In New York, the Chef’s Table at the Brooklyn Fare now relocated to Midtown Manhattan is not just the most talked about three Michelin stared restaurant in town, but offers all of my above criteria with a helpful hand of the sommeliers. For a specialised wine list, the Hearth in East Village pleases particularly the Riesling buffs (photo bellow). From Austria, Germany through the Finger Lakes to Oregon, the expressive white varietal is celebrated intercontinentally. There are other grapes on the carte but the apples, green vegetables and often mineral expression of its terroir in Riesling rules. Wines from the Middle East for an off the fancy path experience show a rare, savvy palate.

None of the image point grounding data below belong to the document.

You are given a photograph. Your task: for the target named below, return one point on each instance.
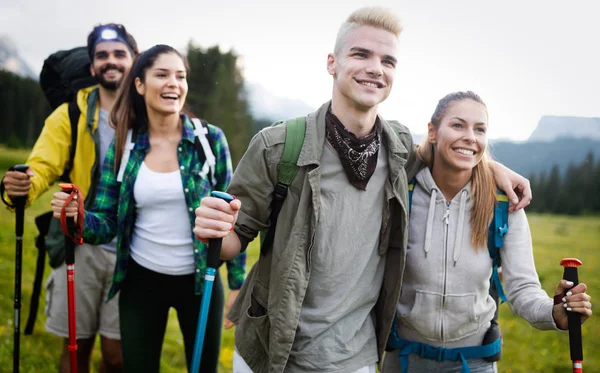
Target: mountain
(537, 156)
(11, 61)
(266, 106)
(552, 127)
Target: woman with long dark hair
(151, 183)
(445, 308)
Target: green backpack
(286, 172)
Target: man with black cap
(111, 50)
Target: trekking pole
(212, 263)
(574, 318)
(19, 205)
(70, 228)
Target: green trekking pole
(212, 263)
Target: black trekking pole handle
(19, 202)
(19, 205)
(213, 259)
(72, 226)
(574, 318)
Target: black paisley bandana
(358, 156)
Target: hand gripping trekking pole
(19, 205)
(72, 233)
(212, 263)
(574, 318)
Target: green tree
(216, 93)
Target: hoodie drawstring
(430, 216)
(459, 226)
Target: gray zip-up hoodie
(444, 300)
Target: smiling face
(165, 85)
(112, 61)
(460, 140)
(364, 69)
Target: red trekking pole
(72, 232)
(574, 318)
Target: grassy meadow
(525, 349)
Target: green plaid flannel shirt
(113, 213)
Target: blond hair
(483, 186)
(377, 17)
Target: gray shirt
(336, 330)
(105, 134)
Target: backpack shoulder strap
(498, 228)
(411, 187)
(203, 147)
(129, 145)
(74, 113)
(295, 131)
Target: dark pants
(144, 303)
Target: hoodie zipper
(446, 223)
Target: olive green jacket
(268, 307)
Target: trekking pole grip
(214, 244)
(69, 245)
(574, 319)
(19, 202)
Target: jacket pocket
(254, 327)
(456, 321)
(459, 317)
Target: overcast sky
(524, 58)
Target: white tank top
(162, 235)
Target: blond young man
(326, 299)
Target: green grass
(525, 349)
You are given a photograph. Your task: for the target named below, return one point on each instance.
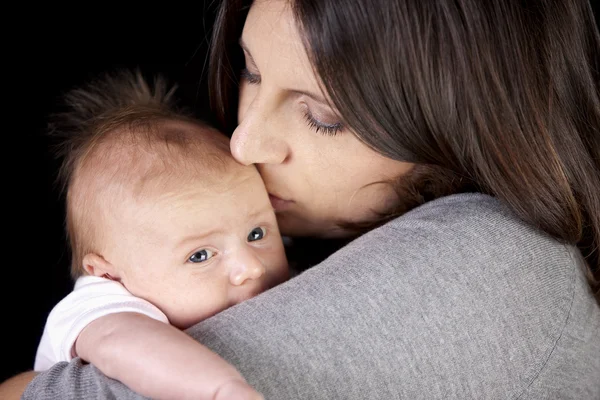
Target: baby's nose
(249, 269)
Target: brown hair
(117, 114)
(503, 95)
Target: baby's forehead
(142, 160)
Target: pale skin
(324, 178)
(192, 252)
(192, 249)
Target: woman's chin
(296, 226)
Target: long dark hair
(504, 95)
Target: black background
(46, 52)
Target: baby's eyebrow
(245, 48)
(196, 238)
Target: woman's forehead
(272, 40)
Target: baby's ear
(96, 265)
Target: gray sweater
(457, 299)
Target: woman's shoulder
(470, 257)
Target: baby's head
(156, 201)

In Macau, Joël Robuchon au Dôme may have disappointed me with the food, but the double-bible list is exceptional. The gamblers have it easy to spend their fortune on celebratory bottles from the rarest vintages. Verticals (an uninterrupted row of vintages of the same wine) and global choices impress. Where do you see Madeiras and Ports from early 1800s? Perhaps at La Tour d’Argent in Paris as far as I know, but there the rest is Francophile.
If you are a well-travelled wine expert or connoisseur and know some other extraordinary wine lists, please, share them here with us! Let’s enjoy the bounty of the human interaction with nature from the best wine lists, santé!